The Antioxidant Effect
Lutein esters has strong antioxidant effect, and it can inhibit the activity of reactive oxygen species and prevent its damage to normal cells.
Related experiments showed that reactive oxygen species could react with DNA, proteins, lipids, and weaken their physiological functions, and thus cause diseases such as cancer, atherosclerosis, and age-related macular degenerative disorders.
Lutein esters can quench singlet oxygen physically or chemically, thereby protecting the body from injury and enhancing the body's immunity.
Retarding Atherosclerosis
Recent research results showed that Lutein esters has a retarding effect on early process of atherosclerosis.
The main reason is the relationship between the intimal thickness of the main artery blood vessels and the content of Lutein esters in blood.
Low content of Lutein esters in blood can easily cause thickening of arterial walls.
With the increasing content of Lutein esters, the trend of arterial wall thickening decreases significantly.
Meanwhile, the Lutein esters in arterial wall cells can reduce oxidation of LDL cholesterol.
Anticancer effects
Several studies have shown that Lutein esters can inhibit a variety of cancers, such as breast cancer, prostate cancer, colorectal cancer, and skin cancer.
According to a recent pharmaceutical research of New York University School, there is a very close relationship between reducing the incidence of breast cancer and the amount of Lutein esters intake, and the survey found that the incidence of breast cancer in the group with a low intake of Lutein esters was (2.08-2.21) times higher than the group with a high intake of Lutein esters.
This effect role may be related to indirect immunomodulatory of synergy with other organs and tissues.
The study concluded that dietary intake of Lutein esters can inhibit neoplasms and may even play a role in cancer prevention.
Lutein esters is recommended daily intake of 400 g~600 g fruits and vegetables per capita can make reduce the relative risk of cancer by 50%.
Biotechnological Production
Petals of marigold flowers (Tagetes erecta and Tagetes patula) currently represent the main source of commercial Lutein esters.
More than 95 % of the Lutein esters is esterified, and about half of this fraction is esterified with fatty acid.
Therefore, saponification is a part of the downstream processing.
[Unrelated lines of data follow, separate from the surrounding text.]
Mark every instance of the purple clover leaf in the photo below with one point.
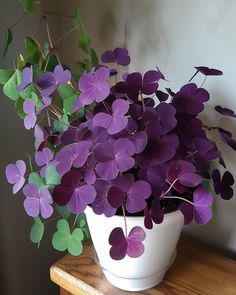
(164, 113)
(222, 186)
(15, 175)
(27, 74)
(44, 158)
(131, 245)
(206, 149)
(136, 192)
(82, 196)
(190, 99)
(135, 84)
(75, 155)
(114, 157)
(156, 176)
(30, 118)
(162, 96)
(118, 55)
(208, 72)
(154, 214)
(226, 137)
(47, 100)
(74, 192)
(159, 149)
(101, 204)
(49, 81)
(40, 136)
(184, 172)
(37, 201)
(225, 111)
(115, 122)
(93, 86)
(200, 210)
Lutein esters is supplemented to food and feed for aquaculture and poultry farming. Furthermore, Lutein esters is suggested to be beneficial for health, for example, to prevent age-related macular degeneration and progression of early atherosclerosis.
In algae, Lutein esters is accumulated in the nonesterified form.
The alga Muriellopsis sp. is able to accumulate Lutein esters up to high levels and is easy to cultivate photoautotrophically.
The effects of critical growth and production parameters in outdoor continuous cultures have been investigated.
Under optimized conditions, 40 g dry cell mass/m2 and 180 mg/m2 Lutein esters were produced per day, respectively.
Further optimization was performed by introduction of agitation with a paddlewheel in a semicontinuous cultivation system and by CO2 addition.
Thus, the Lutein esters content was increased to 0.4–0.6 % of the dry mass at a productivity level comparable to that in a closed tubular photobioreactor.
Beneficial for Lutein esters synthesis were high temperatures, high irradiance, an optimum pH value for biomass formation, and the addition of inducers such as H2O2 or NaClO in the presence of Fe2+ (for the generation of stress-inducing chemical species), especially under heterotrophic growth conditions where spontaneous oxidative stress is absent.